Smart Scaling
dockmesh scales individual services within a stack horizontally — spinning up or tearing down replicas of the same container. Scaling works on a single host; for spreading replicas across a fleet, combine with Migration.
Manual scaling
Section titled “Manual scaling”On a stack’s detail page, each service has a Replicas input. Enter a target count and click Apply — dockmesh runs compose up --scale <service>=<n> under the hood and streams the progress.
Auto-scaling
Section titled “Auto-scaling”Open a service’s Scaling tab and define a rule:
| Field | Example | Notes |
|---|---|---|
| Metric | CPU % or Memory % | Per-container average |
| Scale-up threshold | 80 | Breached for window duration triggers scale-up |
| Scale-down threshold | 30 | Below for window duration triggers scale-down |
| Window | 5m | How long the threshold must hold |
| Min replicas | 2 | Never scale below this |
| Max replicas | 10 | Never scale above this |
| Cooldown | 3m | Time to wait after a scaling event before the next one |
Rules are evaluated by the server every 30s using the metrics pipeline.

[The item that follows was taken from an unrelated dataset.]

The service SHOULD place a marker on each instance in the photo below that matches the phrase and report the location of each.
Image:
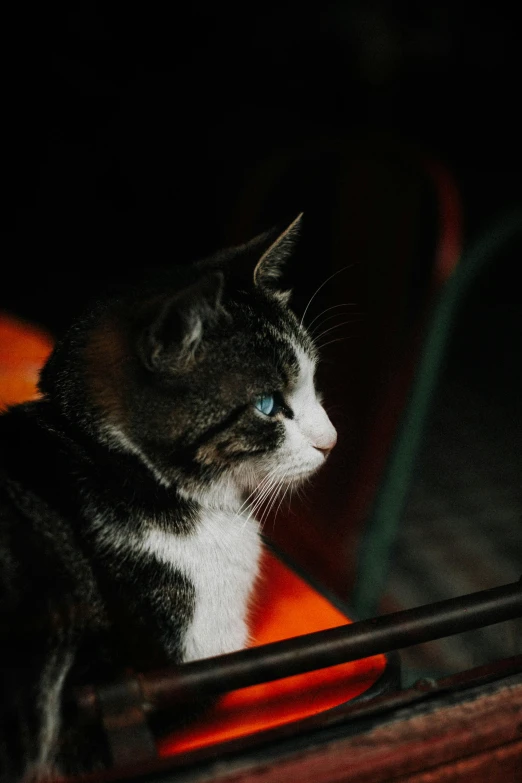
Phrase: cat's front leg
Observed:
(31, 718)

Events are logged to the audit log.
Safety checks
Section titled “Safety checks”Before scaling, dockmesh runs pre-flight checks and refuses if:
- The service has a
container_name:set (Docker refuses to create a second container with the same name) - The service has static host port bindings (
"8080:80") that would conflict with additional replicas — you need an ephemeral port or a reverse proxy - The service declares a bind-mounted volume that is not shared-safe (e.g. SQLite DB) — stateful services should not be scaled horizontally
The UI shows each check with a pass/fail indicator and a remediation hint.
Observing scaling
Section titled “Observing scaling”The scaling tab shows a live chart of replica count over time, overlaid with the driving metric. You can see exactly when a scale-up fired and how the metric responded.